As America continues to show signs economic tightening, stories abound about companies pulling back on operations and hiring. Historically, many businesses will reduce or eliminate their marketing budgets to save money. In doing so, they are cutting themselves off from the lifeblood of sales and profits, exacerbating the negative effects of a recession, and restricting their growth once the recession is over.
You wouldn’t shut off utilities to save money, so why stop bringing in money during a recession?
Great marketing and branding imprints your message on your target markets’ brains so that they will enter your sales funnel. Movie theaters have mastered this through a surround-sound strategy which includes high-quality speakers all around the theater which immerse you in the music, dialogue and background of any film. Viewers become consciously and subconsciously absorbed because of the precise way all of the elements are weaved together.
It’s impossible to imprint a brand on the minds of target markets if they don’t know that you exist. That’s why marketing and branding should be a 24/7/365 investment in good times and bad, in slow seasons and busy ones.

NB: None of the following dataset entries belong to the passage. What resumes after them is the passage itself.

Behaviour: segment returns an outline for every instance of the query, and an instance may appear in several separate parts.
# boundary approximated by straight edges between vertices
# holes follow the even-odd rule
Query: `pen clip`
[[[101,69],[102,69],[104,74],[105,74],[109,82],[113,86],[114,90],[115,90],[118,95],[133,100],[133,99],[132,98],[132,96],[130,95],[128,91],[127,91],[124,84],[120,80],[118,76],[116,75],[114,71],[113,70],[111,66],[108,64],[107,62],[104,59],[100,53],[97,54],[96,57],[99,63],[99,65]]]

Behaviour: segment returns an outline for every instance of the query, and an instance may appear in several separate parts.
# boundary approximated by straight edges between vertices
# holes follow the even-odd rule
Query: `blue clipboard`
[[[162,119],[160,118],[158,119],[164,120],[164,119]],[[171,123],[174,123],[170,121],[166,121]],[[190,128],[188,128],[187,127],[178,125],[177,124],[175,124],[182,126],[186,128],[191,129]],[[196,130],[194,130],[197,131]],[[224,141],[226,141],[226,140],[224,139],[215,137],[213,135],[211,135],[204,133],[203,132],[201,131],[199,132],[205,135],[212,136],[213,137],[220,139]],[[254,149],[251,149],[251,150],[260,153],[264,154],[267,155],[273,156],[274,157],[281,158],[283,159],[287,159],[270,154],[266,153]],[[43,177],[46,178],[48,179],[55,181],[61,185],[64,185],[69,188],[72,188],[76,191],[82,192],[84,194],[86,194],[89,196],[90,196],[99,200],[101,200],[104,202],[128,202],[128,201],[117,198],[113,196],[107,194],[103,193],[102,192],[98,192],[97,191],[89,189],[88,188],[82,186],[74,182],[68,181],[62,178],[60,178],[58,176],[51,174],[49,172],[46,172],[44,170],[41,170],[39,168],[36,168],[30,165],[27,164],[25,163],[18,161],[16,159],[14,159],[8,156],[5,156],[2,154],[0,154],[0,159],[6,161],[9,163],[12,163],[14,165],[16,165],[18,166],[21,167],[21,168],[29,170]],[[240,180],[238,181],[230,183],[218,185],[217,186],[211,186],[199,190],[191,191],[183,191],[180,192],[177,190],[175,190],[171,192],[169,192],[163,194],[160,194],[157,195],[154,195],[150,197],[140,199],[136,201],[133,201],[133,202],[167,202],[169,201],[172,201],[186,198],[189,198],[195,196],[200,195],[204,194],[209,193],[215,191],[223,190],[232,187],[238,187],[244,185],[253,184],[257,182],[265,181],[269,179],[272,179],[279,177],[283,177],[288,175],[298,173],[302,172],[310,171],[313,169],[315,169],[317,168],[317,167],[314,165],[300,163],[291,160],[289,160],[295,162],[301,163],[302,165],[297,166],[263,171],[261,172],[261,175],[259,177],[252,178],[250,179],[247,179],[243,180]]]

The best investors follow Warren Buffett’s philosophy on market conditions: When other people are panicking, that’s the time to buy. Economic downturns are a great time for businesses to earn more market share while the competition is retreating or shutting down.
This philosophy helped wastewater treatment company Presby Environmental triple revenue and expand operations during and immediately after The Great Recession. Former CEO Lee Rashkin attributes the company’s success to aggressively investing in marketing and branding while the rest of the industry was in retreat.
“We were a regional business when the recession started,” said Rashkin, the company’s then-marketing lead. “But we had cash on hand, good profits, and competition which left whole market regions open as they cut back.”
Mistakes are magnified in a recession. But so are opportunities for those who are prepared. At the height of the COVID-19 pandemic, online marketing guru Neil Patel noted that digital ads were cheaper and getting more clicks. Statista observed that the average cost-per-click for a Facebook ad dropped by almost 20% between January and March 2020. And my father’s home service company increased its radio ad presence by 65% for free just by staying on the air.
By the time Rashkin guided Presby to a private sale in 2019, it had become the second-largest onsite wastewater treatment company in America. And he says a lot of that was due to its recession-era advantages.
“As a medium-sized business, we had a lot of room to grow into new markets. Additionally, we had strong margins which gave us the financial capabilities to market aggressively and make new hires. So, even as the industry was retracting, our market presence grew considerably.”
Recessions force companies to examine their entire operation. This examination may lead to streamlining processes, cutting deadweight, and reallocating resources to the most profitable and loyal customers. But just as the money saved by cutting utilities would cause more harm than good, no company can survive without sales and profits – the lifeblood of which is marketing and branding.
Jack White is an attorney with McGuireWoods who works with companies ranging from a few million dollars in annual revenue to over a billion dollars. He says his best clients increased their marketing and branding budgets during the pandemic-induced recession.
“Not surprisingly, my clients who saw the greatest success through the downturn had an interesting perspective on marketing,” said White. “Rather than dwelling on the risk of expanding their marketing budgets, they viewed it as more risky not to do so. The downturn would conclude at some point, and they wanted to be best positioned to expand their footprints afterwards.”
Not every company can follow Presby Environmental’s path of growth during a recession. It may be all that your company can do to stay afloat as sales plummet. But by staying in the marketing and branding game, your company will continue to stay in front of target audiences – giving you a huge advantage for post-recession recovery because you’ve continued to imprint on people’s minds.
This requires preparation well before the recession. Rashkin, who has founded two companies since selling Presby, says that the most important preparation is on the balance sheet. “Recessions will come and go; and you may not know they’re coming. Focus on your core market, be careful with debt, and position your business to be greedy when others are fearful.”